CARLISLE, PA., JULY 26 -- The National Football League's committee on expansion and realignment today announced it would recommend that the league add two teams in 1993 and begin a complete realignment in 1992.
The announcement has been expected for several weeks and contained no surprises. The committee said franchises would have to be awarded late next year or in early 1992 to be ready to play in 1993.
The recommendations have to be approved by a vote of the 28 owners; it's unclear when that might come.
The committee will make a full report on realignment at a meeting of all owners Oct. 16, and a report on expansion at the winter meetings in March. Votes on both issues could come in March.
Baltimore, Memphis, Charlotte and St. Louis are considered expansion front-runners, and officials from those cities and others considered today's announcement to be good news.
The committee didn't put a price tag on the new franchises. The NFL last expanded in 1976 and owners in Seattle and Tampa Bay paid $16 million. It's believed that football will charge about $100 million this time.
"There is a strong interest on the committee in a thorough examination of realignment," Commissioner Paul Tagliabue said. "I restated my personal belief that a two-team expansion in 1993 is a realistic objective for the league to pursue and the committee members shared that belief."
Tagliabue said that in evaluating cities, the expansion committee would focus, not on potential ownership groups, but on the ability of a city to support an NFL team.
"Expansion involves examination of many complex issues, including competitive balance, revenue sharing, television, scheduling and player employment," Tagliabue said. "The committee recognized the economic conditions in professional sports and the general economy are difficult to assess beyond the term of the current NFL television contracts.

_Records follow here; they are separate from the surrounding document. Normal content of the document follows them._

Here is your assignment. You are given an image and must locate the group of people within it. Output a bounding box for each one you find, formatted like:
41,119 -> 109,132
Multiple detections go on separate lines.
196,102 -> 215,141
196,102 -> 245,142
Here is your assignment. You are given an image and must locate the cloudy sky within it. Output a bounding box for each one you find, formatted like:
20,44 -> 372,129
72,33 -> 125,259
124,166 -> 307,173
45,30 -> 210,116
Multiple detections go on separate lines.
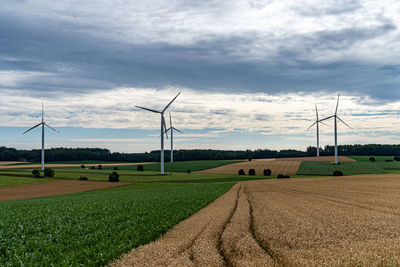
0,0 -> 399,152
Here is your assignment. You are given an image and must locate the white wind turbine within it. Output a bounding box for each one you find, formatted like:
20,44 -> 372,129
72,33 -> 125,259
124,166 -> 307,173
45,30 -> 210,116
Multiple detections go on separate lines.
135,92 -> 181,174
307,105 -> 328,157
319,94 -> 352,164
166,112 -> 183,163
23,102 -> 59,170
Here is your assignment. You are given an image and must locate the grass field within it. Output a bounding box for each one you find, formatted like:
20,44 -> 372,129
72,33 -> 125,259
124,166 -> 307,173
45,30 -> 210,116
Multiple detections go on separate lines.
296,161 -> 387,176
0,175 -> 52,187
0,183 -> 232,266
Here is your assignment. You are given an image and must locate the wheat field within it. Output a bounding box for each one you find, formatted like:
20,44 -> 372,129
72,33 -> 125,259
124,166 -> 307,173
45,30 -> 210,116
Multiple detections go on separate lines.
111,174 -> 400,266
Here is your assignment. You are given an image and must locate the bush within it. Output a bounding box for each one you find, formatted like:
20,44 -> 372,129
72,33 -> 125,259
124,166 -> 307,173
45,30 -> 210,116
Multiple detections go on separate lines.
90,166 -> 96,170
137,165 -> 144,171
394,156 -> 400,161
248,169 -> 256,175
263,169 -> 272,176
98,165 -> 102,170
44,168 -> 55,178
32,169 -> 41,178
81,164 -> 85,169
333,170 -> 344,176
238,169 -> 245,175
248,158 -> 252,161
369,157 -> 376,162
114,166 -> 118,170
79,176 -> 88,181
187,169 -> 191,174
277,174 -> 290,179
385,159 -> 393,162
108,172 -> 119,182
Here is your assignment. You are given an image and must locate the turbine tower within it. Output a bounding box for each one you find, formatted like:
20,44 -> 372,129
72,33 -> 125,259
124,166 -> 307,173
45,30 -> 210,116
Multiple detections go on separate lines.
23,102 -> 59,170
135,92 -> 181,174
307,105 -> 328,157
166,112 -> 183,163
319,94 -> 352,164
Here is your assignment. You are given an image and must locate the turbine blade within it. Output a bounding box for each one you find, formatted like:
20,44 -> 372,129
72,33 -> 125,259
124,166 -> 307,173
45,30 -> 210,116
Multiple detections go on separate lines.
45,123 -> 59,133
23,123 -> 42,134
162,115 -> 168,140
319,120 -> 329,127
335,93 -> 340,115
306,121 -> 317,131
315,105 -> 318,120
319,115 -> 335,122
162,91 -> 181,113
169,111 -> 172,127
135,106 -> 161,113
173,127 -> 183,133
337,116 -> 353,129
42,101 -> 44,123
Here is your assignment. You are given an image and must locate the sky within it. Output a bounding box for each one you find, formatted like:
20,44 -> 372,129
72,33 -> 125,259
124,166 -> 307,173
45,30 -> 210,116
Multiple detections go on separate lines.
0,0 -> 399,153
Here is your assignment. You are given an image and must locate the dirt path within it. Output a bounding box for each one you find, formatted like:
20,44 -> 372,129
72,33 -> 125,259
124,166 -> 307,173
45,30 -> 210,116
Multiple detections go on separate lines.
0,180 -> 130,201
111,174 -> 400,266
0,162 -> 154,170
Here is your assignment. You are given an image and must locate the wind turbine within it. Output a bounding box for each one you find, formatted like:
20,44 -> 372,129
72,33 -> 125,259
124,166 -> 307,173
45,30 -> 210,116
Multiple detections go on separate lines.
135,92 -> 181,174
307,105 -> 328,157
23,102 -> 59,170
319,94 -> 352,164
166,112 -> 183,163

The committee also recognized the possible bearing on expansion of the current labor relations situation in the league. If this continues, the prospects for adding new clubs could be negatively affected." The TV contracts run through 1994.
On realignment, the committee said it would recommend a limited shuffling of teams for 1992. No major changes in conferences can be made under the current television contract without permission of the networks.
However, several owners favor a radical realignment, along geographical boundaries, for 1994.
Former commissioner Pete Rozelle was against expansion until a labor agreement could be signed. But the league hasn't had one since October 1987 and with no negotiations taking place and the labor-management relationship bogged down in a slew of public attacks and lawsuits, Tagliabue decided not to wait.
"Commissioner Tagliabue doesn't believe in being held hostage by the" NFL Players Association, said Joe Browne, NFL vice president of communications and development.
Several cities have begun preparations for getting a team. Baltimore has the financing in place for a stadium that would be built near the new downtown baseball stadium.
Charlotte has announced plans for a 70,000-seat stadium that would be built if a franchise is awarded.
"Our investment in having complete site specific drawings prepared and the cooperation of the city, county and state governments . . . will give us that much more of a head start," said Mark Richardson, general manager of Richardson Sports. "We would have no trouble whatsoever being ready with our state-of-the-art stadium for the 1993 season."
The committee on realignment and expansion is comprised of owners Tom Benson of New Orleans, Norman Braman of Philadelphia, Hugh Culverhouse of Tampa Bay, Edward J. DeBartolo of San Francisco, Art Modell of Cleveland and Dan Rooney of Pittsburgh, and Jim Finks, New Orleans's president.